Learn You Some Linux for Great Good Part 3: Command Line Syntax
- Part 0: A Word of Caution
- Part 1: Installation
- Part 2: Getting Comfortable
- Part 3: Command Line Syntax
To fully understand the command line, you need to have a good grasp of the syntax of the command line. If you already understand how the shell breaks up arguments, and the concepts of flags, pipes, and redirections, then skip ahead to the next part. Otherwise, read on!
A Note Before We Begin
The design of the command line might seem overly modular at first. You’ll see what I mean when you read on. However, there’s a reason that the system is broken down into such small parts: The Unix Philosophy, which states that a program should “do one thing and do it well.” I’ll discuss more about this after the syntax explanation.
Command Line Structure
Most terminal commands (with the exceptions of “shell built-ins,” which we’ll talk about in the next part) are individual programs that are separate from the shell.
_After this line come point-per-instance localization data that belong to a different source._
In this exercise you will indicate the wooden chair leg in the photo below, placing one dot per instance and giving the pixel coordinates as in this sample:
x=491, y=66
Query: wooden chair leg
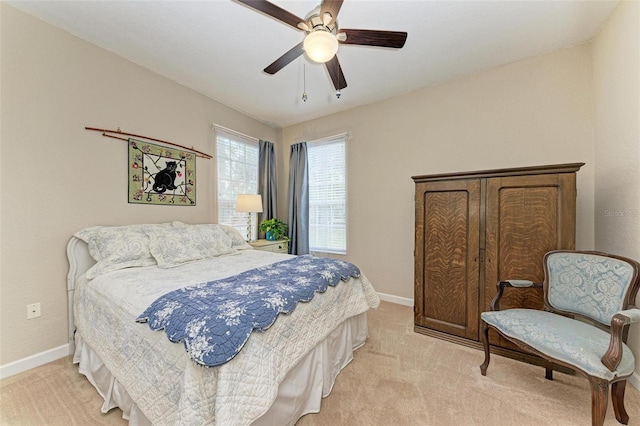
x=485, y=342
x=599, y=396
x=617, y=398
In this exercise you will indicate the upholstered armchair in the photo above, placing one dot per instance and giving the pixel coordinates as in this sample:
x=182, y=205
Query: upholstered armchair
x=588, y=298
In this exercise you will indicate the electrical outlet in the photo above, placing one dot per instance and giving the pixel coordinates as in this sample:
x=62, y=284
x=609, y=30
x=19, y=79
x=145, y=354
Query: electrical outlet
x=33, y=310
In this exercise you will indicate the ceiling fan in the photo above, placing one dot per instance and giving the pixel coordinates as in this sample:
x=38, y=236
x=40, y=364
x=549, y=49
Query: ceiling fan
x=323, y=37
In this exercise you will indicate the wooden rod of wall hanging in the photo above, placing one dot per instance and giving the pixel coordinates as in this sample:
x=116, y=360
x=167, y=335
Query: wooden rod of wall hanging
x=120, y=132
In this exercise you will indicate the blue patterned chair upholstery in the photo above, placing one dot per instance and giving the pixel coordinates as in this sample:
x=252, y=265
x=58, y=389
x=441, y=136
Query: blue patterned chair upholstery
x=578, y=286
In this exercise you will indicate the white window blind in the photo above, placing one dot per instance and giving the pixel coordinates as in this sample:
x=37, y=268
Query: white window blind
x=328, y=195
x=237, y=158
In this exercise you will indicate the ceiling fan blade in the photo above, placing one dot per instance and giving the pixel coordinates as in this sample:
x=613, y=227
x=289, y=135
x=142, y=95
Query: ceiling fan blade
x=273, y=11
x=332, y=7
x=285, y=59
x=393, y=39
x=335, y=71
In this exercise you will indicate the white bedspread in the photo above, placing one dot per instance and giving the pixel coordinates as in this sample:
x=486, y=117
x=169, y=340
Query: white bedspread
x=167, y=386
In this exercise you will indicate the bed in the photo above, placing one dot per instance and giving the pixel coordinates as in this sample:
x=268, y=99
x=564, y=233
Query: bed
x=280, y=374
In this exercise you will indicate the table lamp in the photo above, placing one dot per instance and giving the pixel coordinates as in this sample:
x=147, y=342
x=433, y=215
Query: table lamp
x=249, y=203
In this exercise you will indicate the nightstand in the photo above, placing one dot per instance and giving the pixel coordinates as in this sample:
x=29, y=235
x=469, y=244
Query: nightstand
x=281, y=246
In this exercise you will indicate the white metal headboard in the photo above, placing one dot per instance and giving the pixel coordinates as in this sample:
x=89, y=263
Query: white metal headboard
x=79, y=262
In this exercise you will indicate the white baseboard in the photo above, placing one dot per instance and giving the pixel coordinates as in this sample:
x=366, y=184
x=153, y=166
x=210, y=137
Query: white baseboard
x=33, y=361
x=396, y=299
x=634, y=380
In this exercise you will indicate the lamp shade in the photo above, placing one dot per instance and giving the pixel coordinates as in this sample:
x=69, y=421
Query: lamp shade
x=251, y=203
x=320, y=46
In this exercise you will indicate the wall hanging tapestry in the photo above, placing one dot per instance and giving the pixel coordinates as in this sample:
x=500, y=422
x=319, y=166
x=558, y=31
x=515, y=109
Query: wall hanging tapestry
x=161, y=175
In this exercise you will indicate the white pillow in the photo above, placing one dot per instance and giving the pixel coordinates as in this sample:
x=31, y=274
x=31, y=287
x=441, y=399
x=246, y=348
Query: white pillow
x=177, y=245
x=118, y=247
x=237, y=240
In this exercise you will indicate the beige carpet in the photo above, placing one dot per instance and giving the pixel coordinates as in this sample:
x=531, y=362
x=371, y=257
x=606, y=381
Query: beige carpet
x=398, y=378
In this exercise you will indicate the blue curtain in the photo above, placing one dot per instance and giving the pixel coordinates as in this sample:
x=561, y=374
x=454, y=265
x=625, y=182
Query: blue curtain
x=298, y=203
x=267, y=180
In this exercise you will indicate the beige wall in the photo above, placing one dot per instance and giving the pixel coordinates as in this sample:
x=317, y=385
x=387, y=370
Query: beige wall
x=57, y=177
x=537, y=111
x=616, y=71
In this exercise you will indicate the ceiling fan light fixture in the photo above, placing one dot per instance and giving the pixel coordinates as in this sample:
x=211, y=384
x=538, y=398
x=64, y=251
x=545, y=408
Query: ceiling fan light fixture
x=320, y=46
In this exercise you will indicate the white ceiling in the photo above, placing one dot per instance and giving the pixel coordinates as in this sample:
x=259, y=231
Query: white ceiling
x=219, y=48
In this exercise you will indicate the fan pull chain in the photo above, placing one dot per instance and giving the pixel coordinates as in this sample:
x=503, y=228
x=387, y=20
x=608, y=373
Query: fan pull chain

Any program, even graphical programs, can be run from the shell, and most (if not all) programs written for Linux accept some “command line arguments.” These are pieces of additional data the user provides to the program when running it. Here’s a basic example:
$ echo Hello
The echo
command outputs its arguments to the terminal. It’s not super
useful as-is, but can be very useful in scripts.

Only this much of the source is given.